Relational Database Management System (RDBMS)
A type of DBMS that organises data into two-dimensional tables (relations) linked by keys.
Outline the Functions and Tools of a DBMS
- Data dictionary: The DBMS maintains a dedicated “metadata repository” that lists every table, column, data‑type, length and relationship, so the engine always knows the exact structure it must enforce.
- Data safety: Built‑in backup, recovery and integrity‑checking modules create consistent snapshots, ship logs and verify pages so that data can be restored accurately after hardware failures or user errors.
- Query processor: An SQL interpreter parses each query, validates it against the schema and hands it to an optimiser that chooses the most efficient execution plan before returning the result set.
- Storage engine: Low‑level routines handle all create, read, update and delete (CRUD) operations on disk, translating logical rows into physical pages and ensuring every change is recorded in the transaction log.
- Concurrency control: A transaction manager applies locks, timestamps or multiversion snapshots so that many users can work simultaneously without overwriting one another, giving the illusion of a serial schedule.
- Security services: The DBMS enforces role‑based access rights that specify who may read or write each object, records every change in an audit trail, and optionally encrypts data at rest and in transit to safeguard confidentiality.
- Database‑administrator (DBA) tasks: The DBA designs and updates schemas, assigns user privileges and passwords, schedules backups, and drafts disaster‑recovery plans to keep the system resilient and compliant.
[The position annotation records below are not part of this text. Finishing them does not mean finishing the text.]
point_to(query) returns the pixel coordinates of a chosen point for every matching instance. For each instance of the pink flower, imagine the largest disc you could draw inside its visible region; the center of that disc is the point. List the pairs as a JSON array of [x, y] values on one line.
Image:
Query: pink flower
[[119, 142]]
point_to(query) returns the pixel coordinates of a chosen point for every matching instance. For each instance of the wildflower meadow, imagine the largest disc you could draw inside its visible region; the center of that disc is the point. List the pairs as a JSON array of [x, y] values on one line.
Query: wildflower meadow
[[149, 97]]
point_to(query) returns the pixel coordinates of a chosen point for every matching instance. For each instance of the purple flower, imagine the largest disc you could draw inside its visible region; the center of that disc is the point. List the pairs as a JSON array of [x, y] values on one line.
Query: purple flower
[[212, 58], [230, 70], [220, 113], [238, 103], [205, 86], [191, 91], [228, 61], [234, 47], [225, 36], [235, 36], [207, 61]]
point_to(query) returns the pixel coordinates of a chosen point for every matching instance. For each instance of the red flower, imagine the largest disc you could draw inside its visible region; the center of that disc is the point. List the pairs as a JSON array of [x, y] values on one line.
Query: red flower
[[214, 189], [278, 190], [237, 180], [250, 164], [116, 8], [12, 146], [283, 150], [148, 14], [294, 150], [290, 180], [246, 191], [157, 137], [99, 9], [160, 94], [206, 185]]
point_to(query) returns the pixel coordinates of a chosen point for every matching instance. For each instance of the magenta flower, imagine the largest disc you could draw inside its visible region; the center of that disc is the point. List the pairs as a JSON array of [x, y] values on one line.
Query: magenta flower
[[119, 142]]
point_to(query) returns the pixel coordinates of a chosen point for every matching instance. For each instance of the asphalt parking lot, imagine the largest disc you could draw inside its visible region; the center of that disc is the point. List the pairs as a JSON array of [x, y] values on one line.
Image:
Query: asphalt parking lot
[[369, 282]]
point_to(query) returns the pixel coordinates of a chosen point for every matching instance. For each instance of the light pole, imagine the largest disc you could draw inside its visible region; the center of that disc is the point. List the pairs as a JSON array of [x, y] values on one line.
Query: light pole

- Data‑definition language (DDL): A privileged command set (part of) which allows DBAs to create, alter or drop objects, automatically updating the data dictionary with each structural change.
How a DBMS Promotes Data Security
- Data validation:
- Column data‑types, length limits and CHECK constraints block out‑of‑range or ill‑formed values as they enter the database.
- NOT NULL, primary‑key and foreign‑key rules stop duplicates and orphan records.